Yael: A key metric for us is policies per human, which means how many policies are we selling per human on our team. To give you context, a 100-year old legacy company in the US might have a ratio of 500:1, so for every person on their team, they sell 500 policies. We’re currently at 2,700 policies per human, and it’s exponential in the way that can grow.

Right now we’re selling renters’ and homeowners’ insurance in the US, but we want to go global. We’ve said that since day one. We’ve just launched in Germany, it’s the start of our expansion to Europe. We don’t just want to expand geographically either, we want to expand our products too. A young person in Paris probably has more in common with a renter in New York than the New Yorker has with someone in rural America. We think that’s going to be a real driver of our growth.

And growth is definitely on the agenda. In April 2019 the startup closed a $300m Series D investment round led by the SoftBank Group. The investment, which puts Lemonade at a private valuation of over $2billion, follows SoftBank’s strategy of taking big bets on startups they think are best placed to transform their industry with Artificial Intelligence. What makes this investment remarkable is that it’s the first time the fund has invested in a Public Benefit Corporation (PBC).

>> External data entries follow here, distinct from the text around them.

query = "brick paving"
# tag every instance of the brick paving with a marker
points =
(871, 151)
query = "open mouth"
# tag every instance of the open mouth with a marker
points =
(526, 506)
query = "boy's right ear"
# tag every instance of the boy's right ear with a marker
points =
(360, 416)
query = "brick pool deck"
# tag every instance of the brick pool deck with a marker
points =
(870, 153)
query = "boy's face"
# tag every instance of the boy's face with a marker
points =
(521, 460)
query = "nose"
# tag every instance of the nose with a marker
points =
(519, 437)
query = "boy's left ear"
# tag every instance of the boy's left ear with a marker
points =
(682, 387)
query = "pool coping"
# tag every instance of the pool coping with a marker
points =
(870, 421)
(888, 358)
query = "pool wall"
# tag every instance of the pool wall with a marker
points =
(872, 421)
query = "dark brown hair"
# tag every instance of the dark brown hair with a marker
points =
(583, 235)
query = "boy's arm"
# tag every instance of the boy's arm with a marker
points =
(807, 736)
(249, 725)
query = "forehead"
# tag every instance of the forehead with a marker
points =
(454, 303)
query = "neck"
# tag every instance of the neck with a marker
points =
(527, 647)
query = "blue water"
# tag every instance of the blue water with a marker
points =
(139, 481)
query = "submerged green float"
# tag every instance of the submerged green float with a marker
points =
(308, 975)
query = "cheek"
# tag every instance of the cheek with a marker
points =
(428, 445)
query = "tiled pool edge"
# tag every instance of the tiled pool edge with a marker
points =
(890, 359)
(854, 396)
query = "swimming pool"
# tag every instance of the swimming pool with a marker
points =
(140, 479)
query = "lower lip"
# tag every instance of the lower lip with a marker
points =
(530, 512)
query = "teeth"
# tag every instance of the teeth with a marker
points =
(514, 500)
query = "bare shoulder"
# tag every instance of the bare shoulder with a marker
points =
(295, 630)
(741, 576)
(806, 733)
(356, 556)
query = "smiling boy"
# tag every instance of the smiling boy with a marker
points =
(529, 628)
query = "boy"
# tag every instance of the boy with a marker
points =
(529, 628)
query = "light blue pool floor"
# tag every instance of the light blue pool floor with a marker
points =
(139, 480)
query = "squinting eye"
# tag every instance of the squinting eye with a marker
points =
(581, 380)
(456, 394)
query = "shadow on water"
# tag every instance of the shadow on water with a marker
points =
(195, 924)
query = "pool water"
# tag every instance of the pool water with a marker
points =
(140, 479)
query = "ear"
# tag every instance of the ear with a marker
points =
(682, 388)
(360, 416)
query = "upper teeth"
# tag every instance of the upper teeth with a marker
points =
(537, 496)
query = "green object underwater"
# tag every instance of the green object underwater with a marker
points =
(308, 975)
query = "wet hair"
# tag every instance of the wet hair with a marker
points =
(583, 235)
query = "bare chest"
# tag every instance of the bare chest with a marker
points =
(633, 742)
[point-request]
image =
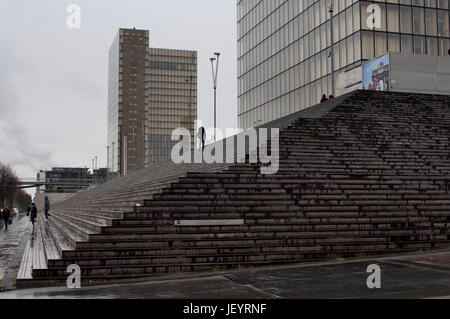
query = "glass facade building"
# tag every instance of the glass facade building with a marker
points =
(150, 93)
(285, 46)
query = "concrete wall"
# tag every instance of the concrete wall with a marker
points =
(420, 73)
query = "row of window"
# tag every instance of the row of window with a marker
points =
(289, 103)
(394, 18)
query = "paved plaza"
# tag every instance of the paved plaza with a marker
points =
(422, 275)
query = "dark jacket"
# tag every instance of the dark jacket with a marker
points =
(6, 214)
(33, 214)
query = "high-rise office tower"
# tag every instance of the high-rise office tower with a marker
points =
(285, 50)
(151, 93)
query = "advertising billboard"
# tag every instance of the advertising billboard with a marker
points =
(376, 74)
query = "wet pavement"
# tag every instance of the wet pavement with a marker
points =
(10, 241)
(423, 275)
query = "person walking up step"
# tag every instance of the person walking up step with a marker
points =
(47, 207)
(33, 214)
(6, 215)
(202, 137)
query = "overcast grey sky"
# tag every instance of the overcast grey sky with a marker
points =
(53, 80)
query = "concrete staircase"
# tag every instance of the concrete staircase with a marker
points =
(366, 174)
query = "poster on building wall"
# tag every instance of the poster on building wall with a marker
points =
(376, 74)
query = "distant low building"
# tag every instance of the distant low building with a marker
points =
(70, 179)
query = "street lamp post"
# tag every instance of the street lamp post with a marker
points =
(217, 54)
(190, 81)
(332, 43)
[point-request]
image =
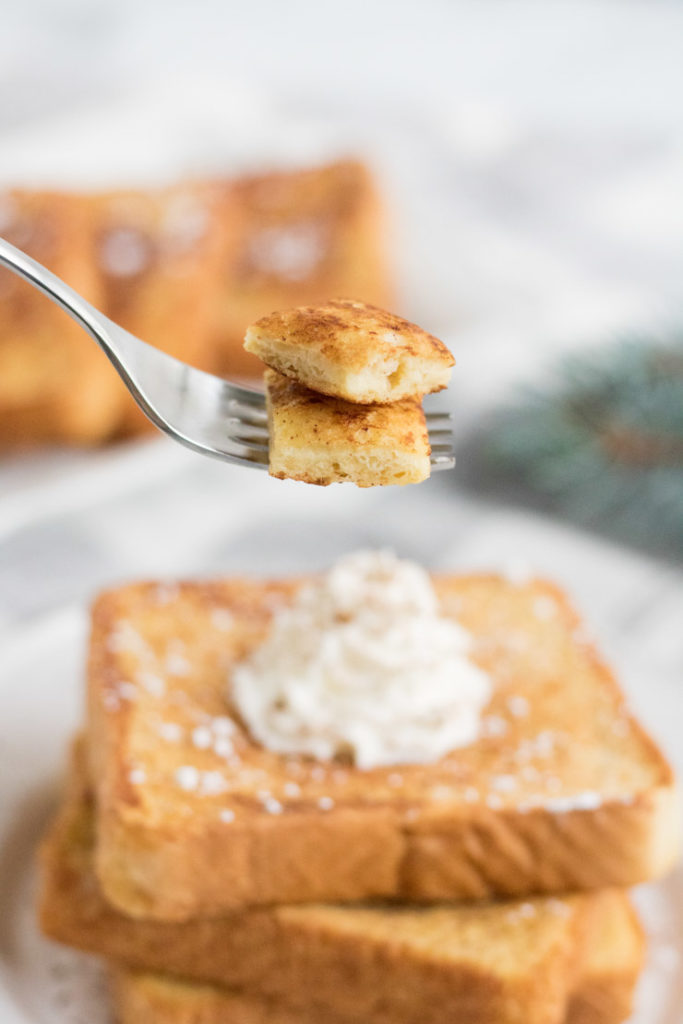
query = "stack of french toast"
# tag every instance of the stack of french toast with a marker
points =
(228, 883)
(184, 267)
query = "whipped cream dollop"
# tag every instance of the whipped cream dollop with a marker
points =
(363, 664)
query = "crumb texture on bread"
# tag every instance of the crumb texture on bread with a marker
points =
(403, 960)
(563, 790)
(325, 440)
(410, 965)
(597, 988)
(351, 350)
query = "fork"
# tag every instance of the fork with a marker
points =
(203, 412)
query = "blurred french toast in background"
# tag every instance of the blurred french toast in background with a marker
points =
(184, 268)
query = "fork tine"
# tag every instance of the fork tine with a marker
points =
(438, 420)
(440, 462)
(248, 414)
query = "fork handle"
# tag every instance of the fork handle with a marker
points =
(97, 326)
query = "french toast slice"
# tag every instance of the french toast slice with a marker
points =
(159, 254)
(54, 383)
(300, 236)
(601, 993)
(563, 790)
(323, 440)
(351, 350)
(409, 965)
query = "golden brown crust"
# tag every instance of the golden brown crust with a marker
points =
(410, 966)
(54, 383)
(351, 350)
(145, 260)
(591, 802)
(299, 237)
(324, 440)
(599, 993)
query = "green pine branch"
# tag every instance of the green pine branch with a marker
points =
(604, 442)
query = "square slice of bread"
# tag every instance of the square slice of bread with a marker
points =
(298, 236)
(159, 254)
(601, 992)
(55, 384)
(562, 791)
(317, 439)
(351, 350)
(410, 965)
(413, 965)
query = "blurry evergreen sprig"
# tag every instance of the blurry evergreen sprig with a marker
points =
(604, 442)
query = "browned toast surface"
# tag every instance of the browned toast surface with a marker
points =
(184, 267)
(324, 440)
(351, 350)
(160, 255)
(562, 791)
(299, 237)
(601, 993)
(54, 382)
(409, 965)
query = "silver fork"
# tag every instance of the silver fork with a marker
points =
(205, 413)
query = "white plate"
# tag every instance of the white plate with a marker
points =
(41, 696)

A Public Benefit Corporation is a new legal structure available to for-profit companies registered in the US. It means the company is legally committed to generating public benefit as well as profits. It’s separate but complementary to B Corp certification, which is a third-party certification assessing a company’s impact on governance, workers, community and the environment. Some companies, such as Patagonia, Kickstarter, and now Lemonade, have opted to use both.

Yael: We became a Public Benefit Corporation right before we launched, and a B Corp right after that. When you join Lemonade you understand that you’re joining a B Corp, you’re not joining an insurance company you’re not joining a regular tech company. You’re joining something very, very special, and that’s something we talk about all the time.

We’re seeing more and more that companies see the advantage of becoming a purpose-driven company. But there’s a point I want to make. There’s a difference between, say, a TOMS shoes and us. I love TOMS, they have a brilliant business model, but what we’re doing is trying to get customers to understand that our interests are aligned with theirs. It’s not a philanthropy move, even if there is a philanthropy element.

We want to show how business can be built. A sustainable, longer-term business driven by social good. I think that for-profit businesses have a lot to do in terms of putting storytelling and values at the core of what they do. Hopefully, we can be an example.

This interview is part of a series of interviews I have conducted for a new guidebook for entrepreneurs exploring how to build sustainable, purpose-driven companies which outcompete the competition. The guide will be published by x+why and Volans in September 2019.